Una ducha

MIENTRAS descanso a la sombra de un plátano y leo un interesante artículo, aparece Enrique, se sienta a mi lado y, tras saludarme cortésmente, me dice: «Los paréntesis agigantan la importancia de lo que está fuera de ellos; los herejes piensan que no existen y renuncian a orientarse en su fatuidad; los suicidas confían en saber cerrarlos. Y tú, adicto lúgubre, parece que buscaras cómplices en los sombríos confines, y así, triste criatura, acabarás perdiendo el contacto con aquellas miradas heroicas que no hieden tanto a túnel como tus creencias te dictan».

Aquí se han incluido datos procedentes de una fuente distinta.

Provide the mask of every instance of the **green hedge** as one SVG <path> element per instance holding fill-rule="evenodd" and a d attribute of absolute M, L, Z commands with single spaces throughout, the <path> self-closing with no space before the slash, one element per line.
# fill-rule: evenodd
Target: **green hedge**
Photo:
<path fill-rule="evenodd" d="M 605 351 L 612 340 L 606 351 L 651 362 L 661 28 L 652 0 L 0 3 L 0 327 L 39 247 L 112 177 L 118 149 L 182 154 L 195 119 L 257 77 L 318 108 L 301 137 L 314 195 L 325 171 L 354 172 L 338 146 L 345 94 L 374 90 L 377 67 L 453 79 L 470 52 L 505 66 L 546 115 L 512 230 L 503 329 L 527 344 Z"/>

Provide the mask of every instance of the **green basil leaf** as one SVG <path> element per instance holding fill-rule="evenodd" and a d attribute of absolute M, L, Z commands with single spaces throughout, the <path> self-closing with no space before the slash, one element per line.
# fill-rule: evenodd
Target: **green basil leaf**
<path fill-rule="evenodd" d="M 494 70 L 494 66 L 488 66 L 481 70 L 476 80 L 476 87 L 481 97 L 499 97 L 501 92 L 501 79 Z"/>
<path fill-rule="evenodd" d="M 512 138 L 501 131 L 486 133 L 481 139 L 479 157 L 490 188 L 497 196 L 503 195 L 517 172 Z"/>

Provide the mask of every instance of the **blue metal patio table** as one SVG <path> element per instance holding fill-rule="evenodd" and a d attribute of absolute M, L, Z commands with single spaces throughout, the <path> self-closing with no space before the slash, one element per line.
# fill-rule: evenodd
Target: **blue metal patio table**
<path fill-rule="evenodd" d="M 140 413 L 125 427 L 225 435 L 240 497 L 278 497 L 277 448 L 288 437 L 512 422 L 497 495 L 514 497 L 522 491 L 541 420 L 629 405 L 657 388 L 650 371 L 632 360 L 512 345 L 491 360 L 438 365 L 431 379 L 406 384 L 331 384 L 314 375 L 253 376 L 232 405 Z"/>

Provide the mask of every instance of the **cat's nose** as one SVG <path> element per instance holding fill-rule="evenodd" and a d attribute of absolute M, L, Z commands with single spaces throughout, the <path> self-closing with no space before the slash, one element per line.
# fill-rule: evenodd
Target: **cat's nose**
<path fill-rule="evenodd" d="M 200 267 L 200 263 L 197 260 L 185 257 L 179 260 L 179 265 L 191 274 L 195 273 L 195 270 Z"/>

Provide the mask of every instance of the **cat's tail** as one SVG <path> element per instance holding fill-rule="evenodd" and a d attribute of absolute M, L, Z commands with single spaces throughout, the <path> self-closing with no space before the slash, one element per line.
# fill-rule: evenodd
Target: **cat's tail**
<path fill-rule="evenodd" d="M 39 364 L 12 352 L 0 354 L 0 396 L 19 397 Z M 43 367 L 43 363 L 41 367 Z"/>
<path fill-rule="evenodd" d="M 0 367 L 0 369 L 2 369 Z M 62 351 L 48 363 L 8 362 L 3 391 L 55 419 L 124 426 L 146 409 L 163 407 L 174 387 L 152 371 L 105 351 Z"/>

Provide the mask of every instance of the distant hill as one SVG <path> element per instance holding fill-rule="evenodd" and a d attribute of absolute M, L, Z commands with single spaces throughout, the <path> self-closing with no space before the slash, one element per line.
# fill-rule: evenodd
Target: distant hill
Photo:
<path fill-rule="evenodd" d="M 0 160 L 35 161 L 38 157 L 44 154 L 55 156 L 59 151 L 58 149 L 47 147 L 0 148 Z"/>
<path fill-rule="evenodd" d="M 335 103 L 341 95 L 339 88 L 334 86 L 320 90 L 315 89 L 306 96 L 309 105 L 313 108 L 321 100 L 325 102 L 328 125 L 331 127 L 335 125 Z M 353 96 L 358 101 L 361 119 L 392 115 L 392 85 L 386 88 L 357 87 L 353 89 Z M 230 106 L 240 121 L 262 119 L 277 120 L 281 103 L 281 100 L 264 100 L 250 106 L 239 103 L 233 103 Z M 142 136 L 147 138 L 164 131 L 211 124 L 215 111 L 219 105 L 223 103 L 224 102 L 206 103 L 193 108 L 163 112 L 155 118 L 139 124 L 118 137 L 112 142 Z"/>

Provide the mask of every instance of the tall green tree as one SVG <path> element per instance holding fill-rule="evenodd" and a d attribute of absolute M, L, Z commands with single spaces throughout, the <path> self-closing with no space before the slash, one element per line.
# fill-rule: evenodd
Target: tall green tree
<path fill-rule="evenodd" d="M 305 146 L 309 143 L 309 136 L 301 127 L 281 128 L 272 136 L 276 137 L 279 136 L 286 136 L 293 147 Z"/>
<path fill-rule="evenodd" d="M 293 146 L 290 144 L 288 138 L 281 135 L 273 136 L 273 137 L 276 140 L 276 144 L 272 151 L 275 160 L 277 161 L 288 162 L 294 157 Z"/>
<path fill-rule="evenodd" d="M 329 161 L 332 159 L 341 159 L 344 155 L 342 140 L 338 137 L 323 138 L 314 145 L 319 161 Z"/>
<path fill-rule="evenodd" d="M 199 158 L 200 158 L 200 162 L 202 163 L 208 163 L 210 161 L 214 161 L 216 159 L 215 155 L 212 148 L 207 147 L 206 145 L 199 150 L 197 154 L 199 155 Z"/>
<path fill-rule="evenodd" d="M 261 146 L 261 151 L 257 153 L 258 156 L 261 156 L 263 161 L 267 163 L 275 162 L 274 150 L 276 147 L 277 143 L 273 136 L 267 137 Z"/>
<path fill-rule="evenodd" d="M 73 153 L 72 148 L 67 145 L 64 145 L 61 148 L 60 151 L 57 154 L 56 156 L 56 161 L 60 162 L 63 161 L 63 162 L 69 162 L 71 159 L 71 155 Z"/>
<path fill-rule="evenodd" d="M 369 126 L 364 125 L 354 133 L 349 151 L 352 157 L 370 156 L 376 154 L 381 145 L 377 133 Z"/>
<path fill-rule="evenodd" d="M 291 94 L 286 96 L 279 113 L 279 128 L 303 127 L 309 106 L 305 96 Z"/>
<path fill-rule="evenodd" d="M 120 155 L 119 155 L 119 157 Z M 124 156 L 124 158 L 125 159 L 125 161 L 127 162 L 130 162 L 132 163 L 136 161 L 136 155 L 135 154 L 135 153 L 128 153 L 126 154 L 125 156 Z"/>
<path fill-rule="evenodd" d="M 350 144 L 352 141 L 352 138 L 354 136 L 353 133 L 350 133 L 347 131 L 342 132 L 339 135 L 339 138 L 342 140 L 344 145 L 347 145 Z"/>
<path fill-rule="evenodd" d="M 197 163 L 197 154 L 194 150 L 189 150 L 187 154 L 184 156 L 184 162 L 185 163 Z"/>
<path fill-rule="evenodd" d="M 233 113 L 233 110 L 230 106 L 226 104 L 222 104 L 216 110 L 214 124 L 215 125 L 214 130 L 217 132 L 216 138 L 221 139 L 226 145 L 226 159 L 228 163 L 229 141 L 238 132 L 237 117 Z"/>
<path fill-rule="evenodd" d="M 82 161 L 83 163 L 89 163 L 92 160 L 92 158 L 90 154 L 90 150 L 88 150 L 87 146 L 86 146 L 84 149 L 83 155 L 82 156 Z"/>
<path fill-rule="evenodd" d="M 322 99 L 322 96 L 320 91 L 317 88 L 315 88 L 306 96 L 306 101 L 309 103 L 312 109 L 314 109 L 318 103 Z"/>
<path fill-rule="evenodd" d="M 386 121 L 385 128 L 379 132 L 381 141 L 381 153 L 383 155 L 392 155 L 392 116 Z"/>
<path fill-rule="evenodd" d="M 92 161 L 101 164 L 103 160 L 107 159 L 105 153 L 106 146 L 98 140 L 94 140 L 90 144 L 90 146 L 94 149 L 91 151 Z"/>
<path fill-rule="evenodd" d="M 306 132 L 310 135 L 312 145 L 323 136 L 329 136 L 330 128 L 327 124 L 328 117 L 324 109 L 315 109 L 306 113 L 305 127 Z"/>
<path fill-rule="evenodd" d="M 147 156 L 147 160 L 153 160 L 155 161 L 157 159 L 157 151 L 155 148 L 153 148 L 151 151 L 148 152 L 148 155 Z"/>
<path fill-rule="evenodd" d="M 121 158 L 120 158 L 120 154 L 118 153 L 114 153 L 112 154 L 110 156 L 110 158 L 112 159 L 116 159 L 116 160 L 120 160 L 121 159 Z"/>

     Enrique suele hablar —cuando lo hace, que es casi nunca— pomposa y enigmáticamente, y me temo que lo hace a propósito. Desde luego, no puedo hablar por los demás, pero yo personalmente preferiría que se expresara con menos ambigüedad.

     Le veo alejarse mientras se desvanece lentamente, por lo que continúo con mi artículo:

     Me dice Peter Longerich que el carisma no fue el único gran instrumento de Hitler. El hipnotismo y la propaganda jugaron un papel importante para extender la idea de que defendía muy bien los intereses clave de los alemanes. Pero lo que mejor le funcionó es algo que también está funcionando con los islamistas radicales y, a otro nivel, en Cataluña: me refiero al sucio manejo del potencial de resentimiento de un pueblo contra otro, chivo expiatorio adoptado como causa y fundamento de todos sus problemas.

     Llego a casa, tomo una cena ligera y ya, metido en la cama, me refugio en los diarios de Sándor Marai: «De noche, antes de apagar la luz, media hora de poemas [...] Me siento como quien se ha pasado el día caminando por una ciénaga y se ducha antes de acostarse».